Do not confuse UK GDPR with EU GDPR. They are broadly aligned, but since 1 January 2021 the UK regime is set out in the Data Protection Act 2018 as amended by the Data Protection, Privacy and Electronic Communications (Amendments etc.) (EU Exit) Regulations 2019. International transfers to the EEA remain permitted under the EU's adequacy decision.

Relevant RICS guidance and legislation

  • UK General Data Protection Regulation (UK GDPR) — the retained EU Regulation 2016/679 as amended.
  • Data Protection Act 2018 — supplements the UK GDPR and covers law enforcement processing.
  • Privacy and Electronic Communications Regulations 2003 (PECR) — governs marketing emails, cookies and call-centre activity.
  • ICO Guide to the UK GDPR (continuously updated) — the primary practitioner resource.
  • RICS Rules of Conduct (effective 2 February 2022) — Rules 2 and 5 (competence and service) are engaged by data-handling obligations.
  • Money Laundering, Terrorist Financing and Transfer of Funds (Information on the Payer) Regulations 2017 (as amended) — imposes a statutory data-retention period (commonly five years) that interacts with the storage-limitation principle.

Ethics and Rules of Conduct angle

Data protection sits squarely within Rules 2, 3 and 5 of the RICS Rules of Conduct.

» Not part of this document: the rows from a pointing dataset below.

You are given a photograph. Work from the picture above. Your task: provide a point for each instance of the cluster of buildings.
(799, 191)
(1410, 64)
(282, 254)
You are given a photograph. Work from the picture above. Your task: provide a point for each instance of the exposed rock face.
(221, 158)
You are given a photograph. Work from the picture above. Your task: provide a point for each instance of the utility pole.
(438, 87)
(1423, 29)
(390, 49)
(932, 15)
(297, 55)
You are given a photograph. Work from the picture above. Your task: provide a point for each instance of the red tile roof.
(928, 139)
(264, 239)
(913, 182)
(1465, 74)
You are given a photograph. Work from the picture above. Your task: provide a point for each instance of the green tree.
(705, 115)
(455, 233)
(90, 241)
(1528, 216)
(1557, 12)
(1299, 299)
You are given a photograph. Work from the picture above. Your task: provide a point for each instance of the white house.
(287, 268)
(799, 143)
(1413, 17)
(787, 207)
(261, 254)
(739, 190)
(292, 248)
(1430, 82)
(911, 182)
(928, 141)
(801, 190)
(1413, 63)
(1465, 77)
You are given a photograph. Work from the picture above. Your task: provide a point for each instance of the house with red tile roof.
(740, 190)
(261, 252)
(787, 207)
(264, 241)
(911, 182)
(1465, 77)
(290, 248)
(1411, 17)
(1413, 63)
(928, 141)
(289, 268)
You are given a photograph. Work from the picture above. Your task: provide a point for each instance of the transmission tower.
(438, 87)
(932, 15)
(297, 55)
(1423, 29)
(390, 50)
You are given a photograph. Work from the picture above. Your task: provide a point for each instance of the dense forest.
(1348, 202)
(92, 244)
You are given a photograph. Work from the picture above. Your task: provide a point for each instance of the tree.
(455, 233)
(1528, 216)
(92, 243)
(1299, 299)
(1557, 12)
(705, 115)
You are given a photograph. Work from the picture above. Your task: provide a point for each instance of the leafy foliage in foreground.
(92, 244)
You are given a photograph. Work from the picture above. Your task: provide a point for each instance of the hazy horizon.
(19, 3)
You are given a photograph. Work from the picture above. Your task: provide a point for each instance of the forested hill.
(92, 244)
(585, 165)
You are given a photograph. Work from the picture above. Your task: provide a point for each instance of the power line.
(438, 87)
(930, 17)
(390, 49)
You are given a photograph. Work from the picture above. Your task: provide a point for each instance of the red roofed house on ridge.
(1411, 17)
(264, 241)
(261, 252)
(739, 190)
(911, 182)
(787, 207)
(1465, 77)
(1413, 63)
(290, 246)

A failure to safeguard personal data is both a statutory breach — with possible ICO enforcement — and a professional conduct matter that RICS can pursue independently. Candidates should be able to explain how their firm documents lawful bases, trains staff, manages subject access requests, and maintains a breach register.

APC questions and answers

Q (Level 1)Name the seven data protection principles under UK GDPR.

Lawfulness, fairness and transparency; purpose limitation; data minimisation; accuracy; storage limitation; integrity and confidentiality (security); and accountability.

Q (Level 1)Within what timeframe must a personal data breach be reported to the ICO?

Within 72 hours of becoming aware of the breach, where it is likely to result in a risk to the rights and freedoms of individuals. Affected individuals must also be notified where the risk is high.

Q (Level 2)What lawful basis would you rely on for holding a former tenant's details to comply with AML rules?

Legal obligation under Article 6(1)(c) of the UK GDPR — the Money Laundering Regulations 2017 require firms to retain client due diligence records for five years after the end of the business relationship.

Q (Level 2)How would you handle a Subject Access Request from a former employee?

I would acknowledge receipt in writing, verify the requester's identity, log the request, ask colleagues and IT to search all likely systems (email, HR, finance, shared drives), review the results for third-party personal data or legally privileged material, redact as necessary under the exemptions in Schedule 2 of the Data Protection Act 2018, and respond within one calendar month free of charge.

Q (Level 3)A managing agent client has suffered a ransomware attack that encrypted tenant records you process on their behalf. What do you do?

As the processor I would immediately notify the client (controller) in line with our Article 28 contract. Jointly we would contain the incident, assess the scope of affected data, engage IT forensics, consider whether the breach is likely to pose a risk to individuals' rights and freedoms, and — if so — notify the ICO within 72 hours and affected tenants where the risk is high. I would update our breach register, run a post-incident DPIA review, and feed lessons into staff training. I would also consider PI insurer notification and, if criminal activity is involved, Action Fraud.